Trump’s “7 Point Plan to Rebuild the American Economy” declares that his U.S. trade representative will bring actions against China in this country and at the WTO, and that he’ll appoint “tough” trade negotiators. Trump’s picks of Lighthizer and of economist and trade hawk Peter Navarro, the author of Death by China and producer of a documentary with the same title, to lead the White House’s National Trade Council trumpet his earnestness. His commerce-secretary designate, Wilbur Ross, is also tough on trade. On holding China to honor its pledge to open its payments market, the Bush administration was asleep at the switch. The USTR’s 2007 report on China’s WTO compliance didn’t even mention the payment-network market. While the Obama administration filed a WTO complaint in 2010 and substantially prevailed in 2012, entering 2017 there still hasn’t been a single Visa, MasterCard, American Express, or Discover transaction in China. With 5.4 billion cards, China’s protected card-network monopoly China UnionPay (CUP) is a Gargantua. The People’s Bank of China’s just instructed Chinese banks not to renew CUP cards co-branded with foreign networks, such as MasterCard and Visa, underscoring how the Inner Kingdom continues to thumb its nose at its 2001 trade commitment on payments. The purpose of the PBOC’s move was to further disadvantage foreign networks. China has imposed other barriers as well. To create a standards hurdle, in 2014 the central bank mandated a card-security protocol unique to China. In April 2015, Beijing announced that it would establish a licensing regime for foreign payment networks. Seemingly wanting to be duped, Wall Street gushed over the opportunity for MasterCard and Visa, the networks sounded cautious notes of optimism, and the Obama administration responded with silence.

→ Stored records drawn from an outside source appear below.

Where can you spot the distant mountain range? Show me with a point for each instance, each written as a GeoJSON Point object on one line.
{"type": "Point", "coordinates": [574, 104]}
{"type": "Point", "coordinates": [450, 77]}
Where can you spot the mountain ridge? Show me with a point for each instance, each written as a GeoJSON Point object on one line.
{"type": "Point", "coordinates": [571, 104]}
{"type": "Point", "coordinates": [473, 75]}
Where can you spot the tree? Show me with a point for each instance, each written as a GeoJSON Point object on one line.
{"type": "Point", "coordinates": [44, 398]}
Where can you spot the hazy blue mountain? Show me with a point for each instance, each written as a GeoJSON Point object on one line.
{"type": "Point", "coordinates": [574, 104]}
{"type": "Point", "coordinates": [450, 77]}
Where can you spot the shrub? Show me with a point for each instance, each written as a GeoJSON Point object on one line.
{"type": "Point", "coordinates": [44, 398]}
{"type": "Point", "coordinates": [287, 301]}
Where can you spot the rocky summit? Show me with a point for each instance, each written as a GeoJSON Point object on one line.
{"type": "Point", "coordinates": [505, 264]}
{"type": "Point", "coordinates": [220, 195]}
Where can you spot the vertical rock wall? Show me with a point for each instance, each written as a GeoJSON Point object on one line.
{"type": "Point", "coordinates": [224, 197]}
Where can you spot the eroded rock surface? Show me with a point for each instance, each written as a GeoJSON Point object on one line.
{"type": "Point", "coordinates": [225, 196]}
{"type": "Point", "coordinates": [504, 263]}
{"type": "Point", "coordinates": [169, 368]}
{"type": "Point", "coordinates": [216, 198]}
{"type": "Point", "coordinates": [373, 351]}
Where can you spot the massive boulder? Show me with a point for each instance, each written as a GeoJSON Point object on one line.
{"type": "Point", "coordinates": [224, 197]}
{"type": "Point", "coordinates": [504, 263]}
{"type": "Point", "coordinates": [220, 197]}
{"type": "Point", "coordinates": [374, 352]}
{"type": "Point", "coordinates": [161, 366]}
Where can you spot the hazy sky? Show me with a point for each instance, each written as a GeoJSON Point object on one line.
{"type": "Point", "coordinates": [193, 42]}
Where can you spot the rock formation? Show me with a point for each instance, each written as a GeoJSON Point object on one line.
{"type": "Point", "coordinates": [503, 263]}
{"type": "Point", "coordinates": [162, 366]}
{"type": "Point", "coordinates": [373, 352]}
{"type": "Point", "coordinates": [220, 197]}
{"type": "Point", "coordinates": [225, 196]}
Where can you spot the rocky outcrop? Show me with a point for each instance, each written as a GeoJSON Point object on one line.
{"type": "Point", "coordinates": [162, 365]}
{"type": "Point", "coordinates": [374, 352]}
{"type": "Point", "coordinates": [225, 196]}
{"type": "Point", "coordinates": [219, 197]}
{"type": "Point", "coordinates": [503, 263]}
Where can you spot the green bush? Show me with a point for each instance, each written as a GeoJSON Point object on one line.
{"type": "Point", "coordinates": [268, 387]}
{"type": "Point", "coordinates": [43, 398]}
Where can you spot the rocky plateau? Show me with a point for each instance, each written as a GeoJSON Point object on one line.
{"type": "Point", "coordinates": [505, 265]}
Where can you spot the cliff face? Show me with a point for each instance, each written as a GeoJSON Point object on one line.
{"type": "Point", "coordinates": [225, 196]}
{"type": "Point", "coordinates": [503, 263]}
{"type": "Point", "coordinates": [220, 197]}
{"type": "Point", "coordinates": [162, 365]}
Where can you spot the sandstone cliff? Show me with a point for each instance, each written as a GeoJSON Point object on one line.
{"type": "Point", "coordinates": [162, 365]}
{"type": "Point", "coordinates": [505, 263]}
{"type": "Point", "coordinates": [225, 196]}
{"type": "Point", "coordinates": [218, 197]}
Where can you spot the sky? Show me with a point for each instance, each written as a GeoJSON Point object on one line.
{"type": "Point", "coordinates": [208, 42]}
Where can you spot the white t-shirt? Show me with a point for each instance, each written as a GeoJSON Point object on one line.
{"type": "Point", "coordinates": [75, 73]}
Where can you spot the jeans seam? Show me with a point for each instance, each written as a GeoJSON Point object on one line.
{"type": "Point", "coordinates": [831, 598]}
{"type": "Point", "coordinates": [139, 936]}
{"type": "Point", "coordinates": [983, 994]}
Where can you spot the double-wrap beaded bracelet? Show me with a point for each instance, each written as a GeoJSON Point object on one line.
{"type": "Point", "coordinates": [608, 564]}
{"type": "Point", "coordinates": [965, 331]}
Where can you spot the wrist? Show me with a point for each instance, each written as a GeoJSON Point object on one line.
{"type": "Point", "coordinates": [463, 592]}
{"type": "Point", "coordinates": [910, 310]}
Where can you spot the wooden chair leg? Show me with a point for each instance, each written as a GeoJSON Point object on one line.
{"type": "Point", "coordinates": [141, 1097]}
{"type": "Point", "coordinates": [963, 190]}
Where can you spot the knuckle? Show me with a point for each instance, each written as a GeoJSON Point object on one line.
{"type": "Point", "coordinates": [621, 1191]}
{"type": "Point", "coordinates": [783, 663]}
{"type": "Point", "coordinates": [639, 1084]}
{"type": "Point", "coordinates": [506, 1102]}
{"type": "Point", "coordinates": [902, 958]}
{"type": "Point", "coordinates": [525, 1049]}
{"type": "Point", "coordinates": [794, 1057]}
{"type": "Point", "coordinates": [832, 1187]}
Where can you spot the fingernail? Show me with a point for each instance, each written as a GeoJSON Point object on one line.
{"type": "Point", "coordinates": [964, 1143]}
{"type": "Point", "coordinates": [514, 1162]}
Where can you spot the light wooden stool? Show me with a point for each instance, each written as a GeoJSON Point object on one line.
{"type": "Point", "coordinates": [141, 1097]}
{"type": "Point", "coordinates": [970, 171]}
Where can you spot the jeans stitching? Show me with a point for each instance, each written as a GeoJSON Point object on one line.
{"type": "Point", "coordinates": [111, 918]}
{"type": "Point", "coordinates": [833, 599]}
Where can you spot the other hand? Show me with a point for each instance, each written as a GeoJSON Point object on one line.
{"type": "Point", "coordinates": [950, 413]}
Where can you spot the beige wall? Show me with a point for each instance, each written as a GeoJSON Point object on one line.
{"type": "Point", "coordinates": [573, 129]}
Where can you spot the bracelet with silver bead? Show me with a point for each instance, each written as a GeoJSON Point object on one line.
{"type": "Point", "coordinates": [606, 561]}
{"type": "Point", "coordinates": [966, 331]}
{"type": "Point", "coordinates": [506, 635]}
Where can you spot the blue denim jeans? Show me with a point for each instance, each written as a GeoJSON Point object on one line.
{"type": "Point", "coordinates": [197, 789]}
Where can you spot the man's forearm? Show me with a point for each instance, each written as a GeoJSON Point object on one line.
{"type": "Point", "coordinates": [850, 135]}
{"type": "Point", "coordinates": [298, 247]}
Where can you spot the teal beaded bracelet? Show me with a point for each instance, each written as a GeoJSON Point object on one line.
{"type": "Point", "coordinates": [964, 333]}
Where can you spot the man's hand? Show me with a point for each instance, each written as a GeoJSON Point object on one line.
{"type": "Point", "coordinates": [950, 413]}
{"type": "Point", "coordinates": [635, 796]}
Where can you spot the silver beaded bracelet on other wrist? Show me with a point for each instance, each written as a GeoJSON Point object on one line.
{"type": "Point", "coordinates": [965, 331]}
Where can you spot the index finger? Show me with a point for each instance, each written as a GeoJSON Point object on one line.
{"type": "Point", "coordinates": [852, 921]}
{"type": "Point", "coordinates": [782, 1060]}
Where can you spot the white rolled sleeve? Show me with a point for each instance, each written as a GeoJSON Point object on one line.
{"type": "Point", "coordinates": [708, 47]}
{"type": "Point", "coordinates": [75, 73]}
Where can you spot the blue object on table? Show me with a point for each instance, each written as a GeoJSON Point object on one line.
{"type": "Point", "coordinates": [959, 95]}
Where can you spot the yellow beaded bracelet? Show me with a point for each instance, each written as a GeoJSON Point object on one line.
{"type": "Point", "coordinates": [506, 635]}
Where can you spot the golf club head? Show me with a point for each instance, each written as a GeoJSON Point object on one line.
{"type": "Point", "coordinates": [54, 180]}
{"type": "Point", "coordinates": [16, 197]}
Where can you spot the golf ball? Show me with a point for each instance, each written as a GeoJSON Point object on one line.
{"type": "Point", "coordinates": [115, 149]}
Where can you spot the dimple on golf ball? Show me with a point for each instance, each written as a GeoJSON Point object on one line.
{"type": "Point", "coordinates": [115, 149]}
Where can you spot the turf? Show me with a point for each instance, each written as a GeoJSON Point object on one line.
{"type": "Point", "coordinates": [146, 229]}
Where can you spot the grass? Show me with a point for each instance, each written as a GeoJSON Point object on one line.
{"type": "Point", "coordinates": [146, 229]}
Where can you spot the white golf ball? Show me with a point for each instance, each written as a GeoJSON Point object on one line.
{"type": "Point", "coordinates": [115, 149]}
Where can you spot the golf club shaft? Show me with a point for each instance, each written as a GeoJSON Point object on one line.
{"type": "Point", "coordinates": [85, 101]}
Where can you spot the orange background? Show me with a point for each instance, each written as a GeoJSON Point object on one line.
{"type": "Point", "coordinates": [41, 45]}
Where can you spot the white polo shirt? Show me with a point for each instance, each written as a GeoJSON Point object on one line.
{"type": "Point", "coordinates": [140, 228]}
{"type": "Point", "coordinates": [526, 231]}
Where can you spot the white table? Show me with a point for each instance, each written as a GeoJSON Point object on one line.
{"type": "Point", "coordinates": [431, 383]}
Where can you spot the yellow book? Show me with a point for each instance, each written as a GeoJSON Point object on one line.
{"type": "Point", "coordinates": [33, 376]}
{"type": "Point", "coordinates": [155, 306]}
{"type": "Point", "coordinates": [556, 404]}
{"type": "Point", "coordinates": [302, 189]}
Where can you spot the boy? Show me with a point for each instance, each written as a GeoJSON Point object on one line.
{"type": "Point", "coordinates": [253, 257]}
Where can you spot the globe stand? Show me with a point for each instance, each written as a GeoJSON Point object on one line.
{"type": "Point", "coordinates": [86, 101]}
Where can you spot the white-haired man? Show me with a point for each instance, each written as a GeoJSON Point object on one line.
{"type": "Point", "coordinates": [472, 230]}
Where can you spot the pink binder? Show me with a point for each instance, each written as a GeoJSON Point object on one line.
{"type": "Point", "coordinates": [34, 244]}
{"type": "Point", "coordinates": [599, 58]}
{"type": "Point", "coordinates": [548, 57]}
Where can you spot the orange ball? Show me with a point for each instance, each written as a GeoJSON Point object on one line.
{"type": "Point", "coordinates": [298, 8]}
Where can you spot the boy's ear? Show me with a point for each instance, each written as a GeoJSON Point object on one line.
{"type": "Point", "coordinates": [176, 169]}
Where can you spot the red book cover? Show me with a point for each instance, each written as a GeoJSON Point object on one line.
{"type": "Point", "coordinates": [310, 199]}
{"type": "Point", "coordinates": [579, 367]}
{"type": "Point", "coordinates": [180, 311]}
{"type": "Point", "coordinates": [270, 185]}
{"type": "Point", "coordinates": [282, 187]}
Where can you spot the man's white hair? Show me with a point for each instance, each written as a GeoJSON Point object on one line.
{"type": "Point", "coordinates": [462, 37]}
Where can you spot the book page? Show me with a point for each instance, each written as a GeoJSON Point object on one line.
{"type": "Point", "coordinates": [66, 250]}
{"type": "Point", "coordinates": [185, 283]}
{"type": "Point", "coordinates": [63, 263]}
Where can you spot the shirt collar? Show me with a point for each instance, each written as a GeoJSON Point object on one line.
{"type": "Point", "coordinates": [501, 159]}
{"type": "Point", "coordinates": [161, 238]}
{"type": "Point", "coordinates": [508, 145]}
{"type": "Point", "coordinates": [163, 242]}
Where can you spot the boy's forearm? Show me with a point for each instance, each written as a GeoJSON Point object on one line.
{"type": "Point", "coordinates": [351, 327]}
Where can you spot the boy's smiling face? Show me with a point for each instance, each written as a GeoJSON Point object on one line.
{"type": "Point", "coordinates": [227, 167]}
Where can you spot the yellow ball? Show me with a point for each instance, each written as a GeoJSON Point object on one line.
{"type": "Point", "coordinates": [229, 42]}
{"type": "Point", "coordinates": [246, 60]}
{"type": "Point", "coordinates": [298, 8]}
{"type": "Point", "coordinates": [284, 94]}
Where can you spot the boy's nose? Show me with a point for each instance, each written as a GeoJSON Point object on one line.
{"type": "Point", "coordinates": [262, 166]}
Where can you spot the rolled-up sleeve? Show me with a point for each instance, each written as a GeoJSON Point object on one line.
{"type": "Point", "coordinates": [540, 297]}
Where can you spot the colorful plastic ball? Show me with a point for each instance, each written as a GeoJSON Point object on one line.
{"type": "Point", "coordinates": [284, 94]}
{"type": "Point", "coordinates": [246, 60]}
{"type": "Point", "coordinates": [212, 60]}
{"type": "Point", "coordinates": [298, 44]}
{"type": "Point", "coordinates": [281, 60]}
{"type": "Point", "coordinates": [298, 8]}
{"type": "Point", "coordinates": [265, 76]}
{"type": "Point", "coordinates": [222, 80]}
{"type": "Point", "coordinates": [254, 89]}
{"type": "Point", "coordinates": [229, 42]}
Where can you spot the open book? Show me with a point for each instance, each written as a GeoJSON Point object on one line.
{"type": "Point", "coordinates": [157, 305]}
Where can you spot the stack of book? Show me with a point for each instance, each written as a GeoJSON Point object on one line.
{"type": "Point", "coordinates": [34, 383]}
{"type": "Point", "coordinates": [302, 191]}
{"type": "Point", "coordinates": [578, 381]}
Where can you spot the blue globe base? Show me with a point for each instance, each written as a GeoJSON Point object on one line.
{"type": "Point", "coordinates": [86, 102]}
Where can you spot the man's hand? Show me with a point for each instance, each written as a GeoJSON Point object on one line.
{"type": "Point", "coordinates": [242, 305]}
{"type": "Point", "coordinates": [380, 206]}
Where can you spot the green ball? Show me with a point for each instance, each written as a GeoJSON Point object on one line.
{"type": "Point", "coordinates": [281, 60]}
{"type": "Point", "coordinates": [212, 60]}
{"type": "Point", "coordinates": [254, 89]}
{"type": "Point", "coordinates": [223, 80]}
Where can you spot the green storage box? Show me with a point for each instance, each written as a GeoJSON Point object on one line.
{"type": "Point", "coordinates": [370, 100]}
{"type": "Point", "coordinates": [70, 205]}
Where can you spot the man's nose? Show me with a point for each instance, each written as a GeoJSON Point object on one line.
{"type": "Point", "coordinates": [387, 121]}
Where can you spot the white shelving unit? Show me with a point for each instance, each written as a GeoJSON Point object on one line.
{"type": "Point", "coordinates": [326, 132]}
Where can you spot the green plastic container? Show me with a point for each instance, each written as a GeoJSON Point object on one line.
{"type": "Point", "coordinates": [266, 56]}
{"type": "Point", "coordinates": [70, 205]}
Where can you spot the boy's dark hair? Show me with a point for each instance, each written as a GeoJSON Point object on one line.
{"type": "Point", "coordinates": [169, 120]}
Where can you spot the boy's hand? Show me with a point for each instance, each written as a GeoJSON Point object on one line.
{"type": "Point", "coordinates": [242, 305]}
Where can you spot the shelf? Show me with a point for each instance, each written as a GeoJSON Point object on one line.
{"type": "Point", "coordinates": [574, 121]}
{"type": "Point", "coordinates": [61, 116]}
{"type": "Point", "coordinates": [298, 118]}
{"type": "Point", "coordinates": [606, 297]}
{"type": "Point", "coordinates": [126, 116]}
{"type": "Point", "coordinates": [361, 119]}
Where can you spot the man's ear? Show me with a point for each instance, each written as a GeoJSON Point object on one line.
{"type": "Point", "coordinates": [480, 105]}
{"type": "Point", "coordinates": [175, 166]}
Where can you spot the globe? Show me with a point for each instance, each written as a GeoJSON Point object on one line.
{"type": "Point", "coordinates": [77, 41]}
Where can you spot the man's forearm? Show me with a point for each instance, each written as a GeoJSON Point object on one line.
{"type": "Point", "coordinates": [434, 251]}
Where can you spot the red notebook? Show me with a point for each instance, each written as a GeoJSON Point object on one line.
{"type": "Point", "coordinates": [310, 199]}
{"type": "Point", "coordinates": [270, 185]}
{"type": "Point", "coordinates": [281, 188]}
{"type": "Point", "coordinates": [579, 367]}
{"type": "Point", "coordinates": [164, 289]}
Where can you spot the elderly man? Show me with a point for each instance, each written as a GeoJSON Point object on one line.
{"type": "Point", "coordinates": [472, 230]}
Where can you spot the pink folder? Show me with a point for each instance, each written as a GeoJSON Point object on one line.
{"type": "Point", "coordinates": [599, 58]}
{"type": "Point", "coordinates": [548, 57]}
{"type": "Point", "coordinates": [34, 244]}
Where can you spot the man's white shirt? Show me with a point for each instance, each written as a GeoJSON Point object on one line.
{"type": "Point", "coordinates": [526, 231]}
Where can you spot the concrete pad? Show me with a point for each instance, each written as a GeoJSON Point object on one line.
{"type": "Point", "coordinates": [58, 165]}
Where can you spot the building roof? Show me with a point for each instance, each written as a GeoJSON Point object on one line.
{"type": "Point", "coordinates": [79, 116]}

Finally, in June 2016 the China Banking Regulation Commission published network-licensing rules. With a straight face, the central bank declared: “In the future, there will be#..#many bankcard brands competing on a level playing field.” But that “future” was due more than a decade ago. Still trying to understand the commission’s requirements, neither MasterCard nor Visa has yet applied for a license. The longer Trump allows Beijing to deny American networks access, the harder it will be for them to win business in China. It’s not 2001, when U.S. networks would have conquered the market. It’s not 2006, when there would have been fierce competition between America’s global networks and CUP. Chinese banks won’t issue MasterCard and Visa cards for domestic use unless and until the American networks have close to acceptance parity in China. Serving tourists and foreign business travelers, MasterCard and Visa have roughly 5 percent of CUP’s China acceptance — not nearly enough. At this point, even with genuine access it will be a long, hard slog. That said, payments is an ideal industry for the Trump administration to fire a trade salvo at China. In most sectors, establishing trade violations entails arguments over industries’ cost bases or the appropriate exchange rate, but those are not issues here. Moreover, if China sells steel below cost, American firms using steel benefit, as do American consumers. If China subsidizes microwaves and textiles, American consumers benefit. But Beijing’s blocking of U.S. payment networks from the world’s second-largest electronic payments market is cut and dried. No American firm or consumer profits; Chinese banks, merchants, and consumers don’t benefit either. The sole beneficiaries are CUP and Beijing’s regulatory mandarins.

CUP, Chinese e-commerce and mobile-commerce giants Alipay and Tenpay, and other foreign payment networks have unfettered access to the U.S. market. In stark contrast, China remains closed to American payment networks. Beijing treated the Bush and Obama administrations as saps. Retaliating against China for flagrantly flouting its WTO obligations in payments would be righteous and, given that American Express, Discover, MasterCard and Visa are household names, it would be the perfect way for Trump to show voters he is deadly serious about punishing trading partners that do not meet their obligations.